Granica bogactwa na Wyspach? "Pensja £70 tys. rocznie"
Zarobkami tego rzędu cieszy się w Zjednoczonym Królestwie tylko 5 proc. podatników. Jak wynika z danych brytyjskiej skarbówki (HMRC), w latach 2014-15 jedna czwarta Brytyjczyków pobierała od £20 tys. do £30 tys., a niewiele ponad 20 proc. - między £30 tys. a £50 tys. Z kolei 18 proc. otrzymuje rocznie £15-£20 tys.
W sumie dwie trzecie brytyjskich podatników stanowią osoby z zarobkami między £15 tys. a £50 tys.
Jednak według badania przeprowadzonego w 2011 roku przez Joseph Rowntree Foundation, mimo iż wynagrodzenie rzędu £70 tys. otrzymują tylko nieliczni, to wcale nie postrzegają oni siebie jako bogatych. “Uważają raczej, że znajdują się gdzieś pośrodku drabiny” - można przeczytać w raporcie organizacji.
BBC poruszyło temat zarobków w związku z wypowiedzią posła partii Pracy Johna McDonella. Stwierdził on, że jego partia jest za podwyższeniem podatków dla korporacji i bogaczy, czyli tych zarabiających powyżej £70-£80 tys.

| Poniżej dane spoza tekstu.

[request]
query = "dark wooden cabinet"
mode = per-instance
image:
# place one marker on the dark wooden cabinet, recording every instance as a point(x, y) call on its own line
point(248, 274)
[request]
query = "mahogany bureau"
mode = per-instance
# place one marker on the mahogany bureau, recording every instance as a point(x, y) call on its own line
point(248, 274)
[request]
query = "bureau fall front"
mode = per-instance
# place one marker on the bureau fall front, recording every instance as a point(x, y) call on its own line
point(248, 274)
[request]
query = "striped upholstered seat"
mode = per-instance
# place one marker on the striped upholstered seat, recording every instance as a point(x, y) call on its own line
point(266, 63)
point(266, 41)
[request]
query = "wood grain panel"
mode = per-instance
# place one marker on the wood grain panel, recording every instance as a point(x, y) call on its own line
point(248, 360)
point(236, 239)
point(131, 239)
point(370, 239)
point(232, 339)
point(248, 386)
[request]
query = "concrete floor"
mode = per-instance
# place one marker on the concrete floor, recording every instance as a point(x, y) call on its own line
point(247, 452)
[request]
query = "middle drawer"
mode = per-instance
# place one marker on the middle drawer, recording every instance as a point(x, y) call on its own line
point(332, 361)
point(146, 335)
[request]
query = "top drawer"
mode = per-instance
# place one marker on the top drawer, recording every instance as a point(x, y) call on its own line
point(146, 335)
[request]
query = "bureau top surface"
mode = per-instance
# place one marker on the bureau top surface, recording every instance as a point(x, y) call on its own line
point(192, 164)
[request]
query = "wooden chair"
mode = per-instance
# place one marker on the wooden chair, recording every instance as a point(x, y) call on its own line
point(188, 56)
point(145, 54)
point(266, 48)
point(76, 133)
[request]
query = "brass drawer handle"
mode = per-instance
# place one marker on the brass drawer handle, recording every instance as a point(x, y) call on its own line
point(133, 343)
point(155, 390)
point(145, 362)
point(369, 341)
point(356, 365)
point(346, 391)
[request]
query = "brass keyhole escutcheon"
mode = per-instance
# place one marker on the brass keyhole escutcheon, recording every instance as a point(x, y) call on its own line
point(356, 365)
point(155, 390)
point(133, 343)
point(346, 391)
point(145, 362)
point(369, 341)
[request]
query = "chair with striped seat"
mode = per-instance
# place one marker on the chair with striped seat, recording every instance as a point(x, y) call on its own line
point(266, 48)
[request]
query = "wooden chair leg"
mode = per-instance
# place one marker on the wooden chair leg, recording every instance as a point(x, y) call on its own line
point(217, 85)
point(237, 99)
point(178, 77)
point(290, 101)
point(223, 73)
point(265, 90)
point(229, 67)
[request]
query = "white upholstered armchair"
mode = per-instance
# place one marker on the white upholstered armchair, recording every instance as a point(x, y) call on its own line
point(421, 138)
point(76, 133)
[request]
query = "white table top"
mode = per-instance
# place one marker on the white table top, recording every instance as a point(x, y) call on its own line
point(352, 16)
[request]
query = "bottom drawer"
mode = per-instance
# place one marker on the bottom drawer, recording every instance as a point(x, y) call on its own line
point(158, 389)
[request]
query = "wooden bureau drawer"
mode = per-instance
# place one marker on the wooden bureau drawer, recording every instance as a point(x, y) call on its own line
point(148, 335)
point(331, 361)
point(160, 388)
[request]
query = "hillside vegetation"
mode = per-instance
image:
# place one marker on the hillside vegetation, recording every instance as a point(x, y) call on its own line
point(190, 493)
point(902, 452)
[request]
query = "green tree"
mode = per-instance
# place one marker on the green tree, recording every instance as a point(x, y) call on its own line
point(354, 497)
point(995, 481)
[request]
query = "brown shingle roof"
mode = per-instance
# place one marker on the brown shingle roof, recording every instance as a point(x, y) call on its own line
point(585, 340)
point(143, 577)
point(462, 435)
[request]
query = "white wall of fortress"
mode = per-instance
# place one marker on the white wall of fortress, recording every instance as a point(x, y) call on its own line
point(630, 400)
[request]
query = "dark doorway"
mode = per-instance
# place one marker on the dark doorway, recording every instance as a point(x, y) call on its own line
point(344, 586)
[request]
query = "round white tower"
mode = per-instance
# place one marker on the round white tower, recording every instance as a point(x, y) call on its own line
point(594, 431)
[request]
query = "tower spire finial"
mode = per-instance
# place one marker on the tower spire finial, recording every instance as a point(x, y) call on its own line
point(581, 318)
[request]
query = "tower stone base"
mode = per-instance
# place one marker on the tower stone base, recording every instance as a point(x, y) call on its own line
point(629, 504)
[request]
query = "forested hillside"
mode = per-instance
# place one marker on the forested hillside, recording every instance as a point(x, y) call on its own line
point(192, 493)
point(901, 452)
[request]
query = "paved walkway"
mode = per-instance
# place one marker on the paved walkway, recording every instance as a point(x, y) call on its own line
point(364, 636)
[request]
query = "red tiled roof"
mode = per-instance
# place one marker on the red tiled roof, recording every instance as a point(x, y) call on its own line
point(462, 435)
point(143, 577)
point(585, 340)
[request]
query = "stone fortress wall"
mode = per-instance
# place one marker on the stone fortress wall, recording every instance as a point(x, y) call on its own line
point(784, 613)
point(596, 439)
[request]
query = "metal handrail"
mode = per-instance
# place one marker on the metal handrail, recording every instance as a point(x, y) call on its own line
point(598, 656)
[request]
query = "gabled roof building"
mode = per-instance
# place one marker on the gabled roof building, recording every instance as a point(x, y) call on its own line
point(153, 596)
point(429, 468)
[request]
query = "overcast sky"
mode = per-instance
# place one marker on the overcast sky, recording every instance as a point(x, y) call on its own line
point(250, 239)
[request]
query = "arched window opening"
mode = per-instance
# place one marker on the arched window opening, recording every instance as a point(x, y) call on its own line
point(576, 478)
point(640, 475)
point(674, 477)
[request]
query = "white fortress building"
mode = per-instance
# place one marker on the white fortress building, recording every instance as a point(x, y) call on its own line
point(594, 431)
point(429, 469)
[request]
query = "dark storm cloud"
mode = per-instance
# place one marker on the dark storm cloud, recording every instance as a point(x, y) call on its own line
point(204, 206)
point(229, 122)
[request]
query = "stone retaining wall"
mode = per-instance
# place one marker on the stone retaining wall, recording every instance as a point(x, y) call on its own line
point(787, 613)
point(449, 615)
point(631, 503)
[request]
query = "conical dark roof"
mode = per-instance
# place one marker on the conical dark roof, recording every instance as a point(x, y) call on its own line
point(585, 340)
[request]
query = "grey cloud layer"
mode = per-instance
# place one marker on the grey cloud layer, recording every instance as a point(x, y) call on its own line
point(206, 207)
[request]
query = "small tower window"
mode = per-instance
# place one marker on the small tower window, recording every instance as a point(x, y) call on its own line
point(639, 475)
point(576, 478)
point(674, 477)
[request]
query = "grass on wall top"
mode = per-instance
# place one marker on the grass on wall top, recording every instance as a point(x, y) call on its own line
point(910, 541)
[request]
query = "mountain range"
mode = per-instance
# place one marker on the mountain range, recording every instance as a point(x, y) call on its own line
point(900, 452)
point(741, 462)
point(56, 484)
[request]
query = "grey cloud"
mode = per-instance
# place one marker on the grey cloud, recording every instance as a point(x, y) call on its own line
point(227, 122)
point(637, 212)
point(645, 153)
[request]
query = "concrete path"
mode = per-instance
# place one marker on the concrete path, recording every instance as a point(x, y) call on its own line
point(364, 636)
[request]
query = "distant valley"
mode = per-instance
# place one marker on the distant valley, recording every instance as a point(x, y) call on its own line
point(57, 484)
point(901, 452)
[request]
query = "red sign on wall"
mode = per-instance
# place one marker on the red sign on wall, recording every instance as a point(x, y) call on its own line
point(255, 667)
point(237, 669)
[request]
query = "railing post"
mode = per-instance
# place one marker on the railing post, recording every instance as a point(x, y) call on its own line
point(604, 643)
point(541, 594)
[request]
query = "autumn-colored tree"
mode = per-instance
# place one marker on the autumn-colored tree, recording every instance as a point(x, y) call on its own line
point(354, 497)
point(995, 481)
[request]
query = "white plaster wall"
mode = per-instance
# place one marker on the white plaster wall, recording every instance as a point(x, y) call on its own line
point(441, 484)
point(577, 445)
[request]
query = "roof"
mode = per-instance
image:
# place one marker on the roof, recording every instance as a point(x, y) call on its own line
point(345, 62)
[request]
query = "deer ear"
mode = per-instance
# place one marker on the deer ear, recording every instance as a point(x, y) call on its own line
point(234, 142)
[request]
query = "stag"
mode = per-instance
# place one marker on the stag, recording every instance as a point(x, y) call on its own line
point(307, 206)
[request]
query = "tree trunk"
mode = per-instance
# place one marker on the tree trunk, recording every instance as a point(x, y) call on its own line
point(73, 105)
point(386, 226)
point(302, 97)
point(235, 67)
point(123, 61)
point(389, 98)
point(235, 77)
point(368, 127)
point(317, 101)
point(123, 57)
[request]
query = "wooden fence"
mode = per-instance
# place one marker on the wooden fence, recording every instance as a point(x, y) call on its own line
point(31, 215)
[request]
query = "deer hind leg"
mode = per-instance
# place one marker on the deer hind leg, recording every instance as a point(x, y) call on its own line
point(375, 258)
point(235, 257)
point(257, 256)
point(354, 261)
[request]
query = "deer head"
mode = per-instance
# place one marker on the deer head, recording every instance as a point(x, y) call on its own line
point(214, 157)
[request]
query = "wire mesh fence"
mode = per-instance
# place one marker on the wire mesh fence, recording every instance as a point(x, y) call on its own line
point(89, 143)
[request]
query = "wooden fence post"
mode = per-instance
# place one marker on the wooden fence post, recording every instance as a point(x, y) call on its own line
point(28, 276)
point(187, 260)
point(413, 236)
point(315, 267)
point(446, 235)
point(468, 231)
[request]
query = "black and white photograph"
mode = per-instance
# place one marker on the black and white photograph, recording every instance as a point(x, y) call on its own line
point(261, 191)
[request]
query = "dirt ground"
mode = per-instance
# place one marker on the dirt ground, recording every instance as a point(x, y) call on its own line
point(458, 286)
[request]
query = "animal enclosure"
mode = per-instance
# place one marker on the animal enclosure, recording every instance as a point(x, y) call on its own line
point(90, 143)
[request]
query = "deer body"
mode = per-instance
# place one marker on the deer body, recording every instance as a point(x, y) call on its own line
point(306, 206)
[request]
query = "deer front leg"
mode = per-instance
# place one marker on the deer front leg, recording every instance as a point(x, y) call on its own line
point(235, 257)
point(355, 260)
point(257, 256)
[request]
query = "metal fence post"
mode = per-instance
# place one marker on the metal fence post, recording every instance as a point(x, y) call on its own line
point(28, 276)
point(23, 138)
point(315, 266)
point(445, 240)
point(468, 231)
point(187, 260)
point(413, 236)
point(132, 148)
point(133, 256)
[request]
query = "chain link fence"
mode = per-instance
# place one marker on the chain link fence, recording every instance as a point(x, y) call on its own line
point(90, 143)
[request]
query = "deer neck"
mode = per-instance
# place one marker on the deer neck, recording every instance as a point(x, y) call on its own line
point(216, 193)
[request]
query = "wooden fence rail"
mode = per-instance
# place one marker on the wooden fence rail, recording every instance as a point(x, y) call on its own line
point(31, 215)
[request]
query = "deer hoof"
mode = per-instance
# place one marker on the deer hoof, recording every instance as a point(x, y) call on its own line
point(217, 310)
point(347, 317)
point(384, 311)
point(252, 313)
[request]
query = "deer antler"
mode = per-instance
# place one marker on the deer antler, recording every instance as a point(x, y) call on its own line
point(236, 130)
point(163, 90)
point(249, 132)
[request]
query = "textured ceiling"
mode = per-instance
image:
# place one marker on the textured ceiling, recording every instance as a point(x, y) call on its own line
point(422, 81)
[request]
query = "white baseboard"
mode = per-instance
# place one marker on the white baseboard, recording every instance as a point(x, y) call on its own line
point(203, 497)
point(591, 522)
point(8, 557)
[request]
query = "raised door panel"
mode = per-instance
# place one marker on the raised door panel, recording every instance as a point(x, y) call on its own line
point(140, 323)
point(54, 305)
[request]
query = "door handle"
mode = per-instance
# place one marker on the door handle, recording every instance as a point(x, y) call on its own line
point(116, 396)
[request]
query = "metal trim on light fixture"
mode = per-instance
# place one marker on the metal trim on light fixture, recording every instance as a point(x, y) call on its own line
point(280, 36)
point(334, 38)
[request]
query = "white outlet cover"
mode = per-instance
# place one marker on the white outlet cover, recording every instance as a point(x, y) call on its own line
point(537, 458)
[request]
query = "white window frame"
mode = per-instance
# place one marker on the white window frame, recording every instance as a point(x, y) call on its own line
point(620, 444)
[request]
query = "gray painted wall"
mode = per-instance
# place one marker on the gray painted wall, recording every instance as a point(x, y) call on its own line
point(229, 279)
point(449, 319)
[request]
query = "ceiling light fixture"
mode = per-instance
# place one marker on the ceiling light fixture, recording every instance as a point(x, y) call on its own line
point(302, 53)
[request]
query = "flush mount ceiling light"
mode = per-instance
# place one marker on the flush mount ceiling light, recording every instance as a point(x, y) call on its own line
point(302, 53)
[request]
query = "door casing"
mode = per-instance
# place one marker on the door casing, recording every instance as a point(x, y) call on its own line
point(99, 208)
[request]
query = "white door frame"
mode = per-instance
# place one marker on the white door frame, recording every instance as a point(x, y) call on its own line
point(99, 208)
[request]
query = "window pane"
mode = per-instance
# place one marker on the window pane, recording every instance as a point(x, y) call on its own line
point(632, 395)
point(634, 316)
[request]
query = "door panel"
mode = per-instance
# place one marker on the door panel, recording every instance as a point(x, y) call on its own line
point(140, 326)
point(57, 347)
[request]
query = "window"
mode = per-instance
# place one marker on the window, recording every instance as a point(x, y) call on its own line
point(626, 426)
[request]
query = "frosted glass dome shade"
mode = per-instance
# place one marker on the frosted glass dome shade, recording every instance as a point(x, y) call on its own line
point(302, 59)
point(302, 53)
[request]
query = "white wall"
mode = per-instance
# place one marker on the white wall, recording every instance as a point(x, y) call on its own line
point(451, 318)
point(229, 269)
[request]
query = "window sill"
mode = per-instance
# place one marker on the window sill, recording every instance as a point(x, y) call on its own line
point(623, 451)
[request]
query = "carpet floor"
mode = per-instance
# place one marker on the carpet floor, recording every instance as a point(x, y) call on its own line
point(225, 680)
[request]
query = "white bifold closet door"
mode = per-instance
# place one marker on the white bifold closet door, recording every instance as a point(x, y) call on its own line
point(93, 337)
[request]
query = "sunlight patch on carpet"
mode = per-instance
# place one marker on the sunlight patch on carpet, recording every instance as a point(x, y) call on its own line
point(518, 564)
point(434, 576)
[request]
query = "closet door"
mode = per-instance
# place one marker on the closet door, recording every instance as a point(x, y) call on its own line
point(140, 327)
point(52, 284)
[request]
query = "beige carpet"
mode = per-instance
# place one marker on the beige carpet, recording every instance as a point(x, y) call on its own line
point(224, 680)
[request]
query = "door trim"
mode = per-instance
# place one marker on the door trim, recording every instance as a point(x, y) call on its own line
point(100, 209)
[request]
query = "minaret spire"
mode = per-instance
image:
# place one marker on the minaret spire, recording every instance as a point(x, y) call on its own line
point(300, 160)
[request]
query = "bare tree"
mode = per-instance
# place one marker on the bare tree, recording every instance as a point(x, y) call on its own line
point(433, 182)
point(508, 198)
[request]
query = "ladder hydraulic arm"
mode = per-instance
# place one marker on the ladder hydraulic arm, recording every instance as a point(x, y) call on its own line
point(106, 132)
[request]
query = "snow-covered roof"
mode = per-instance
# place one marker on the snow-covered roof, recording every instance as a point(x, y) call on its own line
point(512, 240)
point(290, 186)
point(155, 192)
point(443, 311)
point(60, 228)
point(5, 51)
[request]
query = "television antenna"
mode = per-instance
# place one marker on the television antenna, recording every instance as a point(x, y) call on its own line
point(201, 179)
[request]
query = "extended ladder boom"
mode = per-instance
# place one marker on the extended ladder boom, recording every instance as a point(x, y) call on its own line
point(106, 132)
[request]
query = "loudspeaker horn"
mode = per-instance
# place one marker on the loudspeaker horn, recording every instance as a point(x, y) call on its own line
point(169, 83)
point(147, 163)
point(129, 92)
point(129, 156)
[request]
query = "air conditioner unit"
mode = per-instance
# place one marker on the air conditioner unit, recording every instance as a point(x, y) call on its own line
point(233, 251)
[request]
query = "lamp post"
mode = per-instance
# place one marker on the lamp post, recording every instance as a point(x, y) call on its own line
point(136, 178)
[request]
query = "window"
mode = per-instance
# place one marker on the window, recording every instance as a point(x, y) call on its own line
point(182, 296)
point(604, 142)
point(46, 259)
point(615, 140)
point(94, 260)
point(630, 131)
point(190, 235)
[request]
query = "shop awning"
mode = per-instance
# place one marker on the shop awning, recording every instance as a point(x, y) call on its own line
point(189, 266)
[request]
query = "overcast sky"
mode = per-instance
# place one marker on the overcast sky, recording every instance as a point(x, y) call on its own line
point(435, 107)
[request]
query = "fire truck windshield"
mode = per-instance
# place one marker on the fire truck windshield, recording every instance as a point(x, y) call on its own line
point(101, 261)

Wypowiedź polityka wywołała dyskusję na Twitterze, a zdania dotyczące tego, czy kwota ta wystarcza do dostatniego życia, są podzielone.
“Wygląda na to, że McDonell chce zabić Partię Pracy w Londynie. Z takimi zarobkami w stolicy nie jest się bogatym” - skomentował jeden z użytkowników Twittera.
“Gdybym przeprowadził ankietę wśród rodziców odprowadzających dzieci do szkoły i zapytał ich o definicję bogactwa, to myślę, że £75 tys. byłoby mniej więcej taką granicą” - napisał z kolei ktoś inny.